An open API service indexing awesome lists of open source software.

Awesome Lists | Featured Topics | Projects

https://github.com/davidmoten/rtree

Immutable in-memory R-tree and R*-tree implementations in Java with reactive api
https://github.com/davidmoten/rtree

Last synced: about 2 months ago
JSON representation

Immutable in-memory R-tree and R*-tree implementations in Java with reactive api

Awesome Lists containing this project

README

        

rtree
=========


[![Coverity Scan](https://scan.coverity.com/projects/4762/badge.svg?flat=1)](https://scan.coverity.com/projects/4762?tab=overview)

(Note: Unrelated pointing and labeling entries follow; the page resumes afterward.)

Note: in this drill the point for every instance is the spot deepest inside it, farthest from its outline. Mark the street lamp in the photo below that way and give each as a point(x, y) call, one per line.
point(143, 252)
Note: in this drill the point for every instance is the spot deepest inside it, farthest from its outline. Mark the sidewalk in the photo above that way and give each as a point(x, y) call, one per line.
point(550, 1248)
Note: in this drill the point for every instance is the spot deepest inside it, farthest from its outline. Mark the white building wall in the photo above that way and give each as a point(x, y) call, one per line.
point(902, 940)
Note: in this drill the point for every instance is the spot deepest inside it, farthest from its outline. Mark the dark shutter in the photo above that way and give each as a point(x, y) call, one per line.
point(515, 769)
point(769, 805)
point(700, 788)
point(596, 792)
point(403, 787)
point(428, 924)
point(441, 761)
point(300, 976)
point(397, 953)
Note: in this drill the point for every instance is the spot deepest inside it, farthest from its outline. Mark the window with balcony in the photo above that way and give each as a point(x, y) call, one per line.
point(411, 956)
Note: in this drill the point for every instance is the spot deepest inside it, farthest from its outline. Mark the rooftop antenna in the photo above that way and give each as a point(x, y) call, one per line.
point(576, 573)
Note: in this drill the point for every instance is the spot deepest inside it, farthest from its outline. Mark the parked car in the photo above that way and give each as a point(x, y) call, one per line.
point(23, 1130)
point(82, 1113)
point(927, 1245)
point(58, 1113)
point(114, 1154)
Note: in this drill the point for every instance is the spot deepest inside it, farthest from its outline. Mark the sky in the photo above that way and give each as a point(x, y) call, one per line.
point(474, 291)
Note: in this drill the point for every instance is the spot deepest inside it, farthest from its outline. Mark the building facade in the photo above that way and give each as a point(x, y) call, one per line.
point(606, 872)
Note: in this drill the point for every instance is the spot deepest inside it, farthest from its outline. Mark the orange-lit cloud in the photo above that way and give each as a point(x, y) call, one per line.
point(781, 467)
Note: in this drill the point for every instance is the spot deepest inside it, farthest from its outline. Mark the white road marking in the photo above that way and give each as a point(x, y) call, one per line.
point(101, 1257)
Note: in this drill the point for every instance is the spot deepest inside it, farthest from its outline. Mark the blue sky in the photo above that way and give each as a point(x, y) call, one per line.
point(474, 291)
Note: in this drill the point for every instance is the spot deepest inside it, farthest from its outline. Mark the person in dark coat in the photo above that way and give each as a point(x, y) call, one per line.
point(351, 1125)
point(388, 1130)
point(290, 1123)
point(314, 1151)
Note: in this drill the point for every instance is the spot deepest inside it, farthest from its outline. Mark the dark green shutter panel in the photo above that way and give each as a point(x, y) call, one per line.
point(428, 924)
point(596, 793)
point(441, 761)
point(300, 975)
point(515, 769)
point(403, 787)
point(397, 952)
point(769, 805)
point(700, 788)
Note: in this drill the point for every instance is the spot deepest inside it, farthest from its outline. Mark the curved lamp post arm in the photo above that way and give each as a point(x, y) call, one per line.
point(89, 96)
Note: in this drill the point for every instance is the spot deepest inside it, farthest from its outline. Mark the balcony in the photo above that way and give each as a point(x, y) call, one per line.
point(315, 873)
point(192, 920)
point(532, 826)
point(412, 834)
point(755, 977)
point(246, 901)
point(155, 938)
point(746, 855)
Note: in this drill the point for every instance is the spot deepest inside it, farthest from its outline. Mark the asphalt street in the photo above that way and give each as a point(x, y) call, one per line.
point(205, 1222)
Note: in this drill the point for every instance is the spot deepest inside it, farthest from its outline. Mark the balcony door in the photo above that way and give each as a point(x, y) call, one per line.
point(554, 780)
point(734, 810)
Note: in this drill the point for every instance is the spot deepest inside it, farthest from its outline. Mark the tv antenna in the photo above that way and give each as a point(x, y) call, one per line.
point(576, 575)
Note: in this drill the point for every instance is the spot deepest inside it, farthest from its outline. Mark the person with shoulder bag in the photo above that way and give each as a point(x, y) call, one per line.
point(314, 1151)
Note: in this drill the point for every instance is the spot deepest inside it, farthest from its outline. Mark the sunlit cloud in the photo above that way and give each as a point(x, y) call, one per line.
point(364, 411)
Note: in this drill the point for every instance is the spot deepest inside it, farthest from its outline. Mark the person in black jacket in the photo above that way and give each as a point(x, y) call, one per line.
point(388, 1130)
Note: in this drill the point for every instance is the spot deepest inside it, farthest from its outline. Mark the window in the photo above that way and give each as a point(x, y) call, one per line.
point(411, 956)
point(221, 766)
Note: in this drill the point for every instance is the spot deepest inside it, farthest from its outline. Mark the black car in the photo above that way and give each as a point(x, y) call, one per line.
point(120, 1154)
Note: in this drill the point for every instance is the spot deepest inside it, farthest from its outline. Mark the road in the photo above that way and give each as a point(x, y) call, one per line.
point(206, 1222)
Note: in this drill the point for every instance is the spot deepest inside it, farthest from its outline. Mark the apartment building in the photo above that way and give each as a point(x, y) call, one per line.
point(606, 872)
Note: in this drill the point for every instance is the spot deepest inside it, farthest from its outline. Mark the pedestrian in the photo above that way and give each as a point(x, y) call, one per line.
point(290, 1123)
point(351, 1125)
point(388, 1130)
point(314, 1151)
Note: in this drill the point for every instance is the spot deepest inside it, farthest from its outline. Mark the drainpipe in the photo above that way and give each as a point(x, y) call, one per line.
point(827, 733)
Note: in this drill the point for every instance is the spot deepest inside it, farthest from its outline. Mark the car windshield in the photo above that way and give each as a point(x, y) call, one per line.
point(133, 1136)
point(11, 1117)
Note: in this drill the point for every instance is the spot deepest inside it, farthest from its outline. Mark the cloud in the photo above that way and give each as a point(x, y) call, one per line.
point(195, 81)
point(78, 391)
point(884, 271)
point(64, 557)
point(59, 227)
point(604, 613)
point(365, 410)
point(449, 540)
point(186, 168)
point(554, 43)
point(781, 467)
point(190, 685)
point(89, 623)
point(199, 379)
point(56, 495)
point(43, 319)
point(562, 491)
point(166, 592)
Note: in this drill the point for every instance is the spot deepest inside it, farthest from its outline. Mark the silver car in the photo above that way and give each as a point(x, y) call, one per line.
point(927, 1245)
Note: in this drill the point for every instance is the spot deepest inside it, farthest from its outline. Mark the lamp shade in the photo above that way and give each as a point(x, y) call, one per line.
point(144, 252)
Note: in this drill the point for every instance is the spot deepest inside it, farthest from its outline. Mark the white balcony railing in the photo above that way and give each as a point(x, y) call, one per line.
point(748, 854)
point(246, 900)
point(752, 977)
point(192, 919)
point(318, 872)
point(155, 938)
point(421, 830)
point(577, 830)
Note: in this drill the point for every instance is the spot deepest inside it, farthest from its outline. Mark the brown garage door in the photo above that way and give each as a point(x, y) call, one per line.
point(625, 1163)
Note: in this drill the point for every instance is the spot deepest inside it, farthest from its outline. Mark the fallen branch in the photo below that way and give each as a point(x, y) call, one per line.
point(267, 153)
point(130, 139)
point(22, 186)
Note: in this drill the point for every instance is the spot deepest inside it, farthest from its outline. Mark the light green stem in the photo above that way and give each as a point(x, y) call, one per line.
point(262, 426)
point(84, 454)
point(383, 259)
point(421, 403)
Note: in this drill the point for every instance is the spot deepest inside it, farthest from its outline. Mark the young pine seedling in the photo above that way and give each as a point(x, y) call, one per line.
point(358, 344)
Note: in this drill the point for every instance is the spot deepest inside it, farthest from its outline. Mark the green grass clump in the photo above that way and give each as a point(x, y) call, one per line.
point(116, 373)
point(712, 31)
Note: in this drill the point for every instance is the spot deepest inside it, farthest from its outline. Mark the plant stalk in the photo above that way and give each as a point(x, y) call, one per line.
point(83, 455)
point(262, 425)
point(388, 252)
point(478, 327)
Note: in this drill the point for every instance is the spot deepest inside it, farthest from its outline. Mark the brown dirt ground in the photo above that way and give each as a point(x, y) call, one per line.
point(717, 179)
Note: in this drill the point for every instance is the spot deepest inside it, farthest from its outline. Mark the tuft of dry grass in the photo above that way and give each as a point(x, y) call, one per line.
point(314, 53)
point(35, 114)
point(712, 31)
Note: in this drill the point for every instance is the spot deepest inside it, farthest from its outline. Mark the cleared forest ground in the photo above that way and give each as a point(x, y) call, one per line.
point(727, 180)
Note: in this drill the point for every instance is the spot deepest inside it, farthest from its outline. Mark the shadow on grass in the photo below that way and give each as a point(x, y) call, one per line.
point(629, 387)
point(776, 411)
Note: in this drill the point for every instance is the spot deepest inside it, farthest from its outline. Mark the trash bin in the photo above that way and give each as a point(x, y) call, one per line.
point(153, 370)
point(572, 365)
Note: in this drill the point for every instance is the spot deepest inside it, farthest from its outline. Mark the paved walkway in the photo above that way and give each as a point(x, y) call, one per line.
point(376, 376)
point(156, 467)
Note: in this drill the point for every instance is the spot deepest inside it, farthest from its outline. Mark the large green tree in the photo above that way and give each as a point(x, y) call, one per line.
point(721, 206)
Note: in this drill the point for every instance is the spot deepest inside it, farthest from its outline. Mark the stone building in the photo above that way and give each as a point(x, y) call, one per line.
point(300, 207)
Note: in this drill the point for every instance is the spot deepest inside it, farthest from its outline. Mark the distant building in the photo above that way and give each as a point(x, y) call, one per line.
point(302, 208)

[![Maven Central](https://maven-badges.herokuapp.com/maven-central/com.github.davidmoten/rtree/badge.svg?style=flat)](https://maven-badges.herokuapp.com/maven-central/com.github.davidmoten/rtree)

[![codecov](https://codecov.io/gh/davidmoten/rtree/branch/master/graph/badge.svg)](https://codecov.io/gh/davidmoten/rtree)

In-memory immutable 2D [R-tree](http://en.wikipedia.org/wiki/R-tree) implementation in java using [RxJava Observables](https://github.com/ReactiveX/RxJava) for reactive processing of search results.

Status: *released to Maven Central*

Note that the **next version** (without a reactive API and without serialization) is at [rtree2](https://github.com/davidmoten/rtree2).

An [R-tree](http://en.wikipedia.org/wiki/R-tree) is a commonly used spatial index.

This was fun to make, has an elegant concise algorithm, is thread-safe, fast, and reasonably memory efficient (uses structural sharing).

The algorithm to achieve immutability is cute. For insertion/deletion it involves recursion down to the
required leaf node then recursion back up to replace the parent nodes up to the root. The guts of
it is in [Leaf.java](src/main/java/com/github/davidmoten/rtree/internal/LeafDefault.java) and [NonLeaf.java](src/main/java/com/github/davidmoten/rtree/internal/NonLeafDefault.java).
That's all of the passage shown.